The Democratization of Data at DePaul University


For us, one of the biggest benefits of Tableau is the ability to democratize data— to put it out on the web for anybody to look at in any way that they deem appropriate.

Founded in 1898, DePaul University is the largest Catholic university in the nation and the largest private institution in Chicago, serving over 25,000 students with more than 275 undergraduate and graduate programs of study. At the 2011 U.S. Tableau Customer Conference, Jon Boeckenstedt, associate vice president of enrollment and planning, shared with us how Tableau is helping the university advance the “democratization of data.”

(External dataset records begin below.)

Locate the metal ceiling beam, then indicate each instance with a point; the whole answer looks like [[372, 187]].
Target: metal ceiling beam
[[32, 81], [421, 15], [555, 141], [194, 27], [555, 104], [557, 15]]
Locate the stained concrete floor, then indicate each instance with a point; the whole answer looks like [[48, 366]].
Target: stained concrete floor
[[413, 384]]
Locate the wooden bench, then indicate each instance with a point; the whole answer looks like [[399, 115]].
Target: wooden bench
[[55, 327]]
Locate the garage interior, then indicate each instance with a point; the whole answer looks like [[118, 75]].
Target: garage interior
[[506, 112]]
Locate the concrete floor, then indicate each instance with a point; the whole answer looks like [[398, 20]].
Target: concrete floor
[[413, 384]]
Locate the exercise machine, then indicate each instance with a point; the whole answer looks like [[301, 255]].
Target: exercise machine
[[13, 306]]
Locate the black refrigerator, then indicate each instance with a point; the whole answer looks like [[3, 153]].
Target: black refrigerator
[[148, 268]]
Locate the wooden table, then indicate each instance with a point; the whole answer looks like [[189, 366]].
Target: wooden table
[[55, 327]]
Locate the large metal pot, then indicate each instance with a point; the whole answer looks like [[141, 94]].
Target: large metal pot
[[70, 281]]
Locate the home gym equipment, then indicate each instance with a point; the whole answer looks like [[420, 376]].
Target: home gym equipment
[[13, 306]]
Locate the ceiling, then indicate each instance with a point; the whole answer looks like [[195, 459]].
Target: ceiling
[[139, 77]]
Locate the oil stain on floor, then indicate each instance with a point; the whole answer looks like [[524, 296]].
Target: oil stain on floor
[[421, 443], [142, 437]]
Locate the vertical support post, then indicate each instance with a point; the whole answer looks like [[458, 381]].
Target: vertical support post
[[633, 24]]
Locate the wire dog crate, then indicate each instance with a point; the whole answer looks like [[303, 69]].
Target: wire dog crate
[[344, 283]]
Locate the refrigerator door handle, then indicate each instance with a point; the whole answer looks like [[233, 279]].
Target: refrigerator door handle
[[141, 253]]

Tableau: Tell us how you’ve used Tableau to conquer enrollment reporting at DePaul.
Jon: It used to be that on our website you would go in and see seven or eight or 10 reports that were simply tables of data over time. In fact, we couldn't even put all the data into one visualization or one spreadsheet, because it would completely go off the screen. So, I went into our Microsoft analysis cubes, ponied them up, loaded them into Tableau, and did a very, very quick visualization that took me no more than 15 minutes to go from Microsoft analysis cubes to the Worldwide Web.
   
Tableau: And how did that help the university?
Jon: The beauty is not just that we have enrollment reporting on the web and beautiful bar charts, but that we now can answer almost any enrollment question over the past 17 years with a few clicks of a mouse. And what we've found is that this not only sort of generates a lot of interest within the university and causes people to ask interesting questions, but it really allows our staff to save time by sending people to the web to do their own self-service.
   
Tableau: Have you found self-service access to enrollment data online valuable?
Jon: Interestingly enough, in a university where every piece of information is political, putting this out for everyone to see and for everyone to be able to drill down and get their own answers to data is extraordinarily valuable. In fact, if I had to say one thing about Tableau software, I would say making information and data democratic is probably the greatest value.
   
Tableau: How does Tableau help you make information and data democratic?
Jon: We get thousands of hits every month from outside the university. A lot of people come in and love to filter and click and re-sort and look at the data in the way that they want to see it, not the way we want to present it to them. I don't have to make the decision when I'm designing the data visualization about the best way to show it to everybody. I can present the data in a very generic way, and give the viewer the power to filter and select and sort and see what he or she is interested in.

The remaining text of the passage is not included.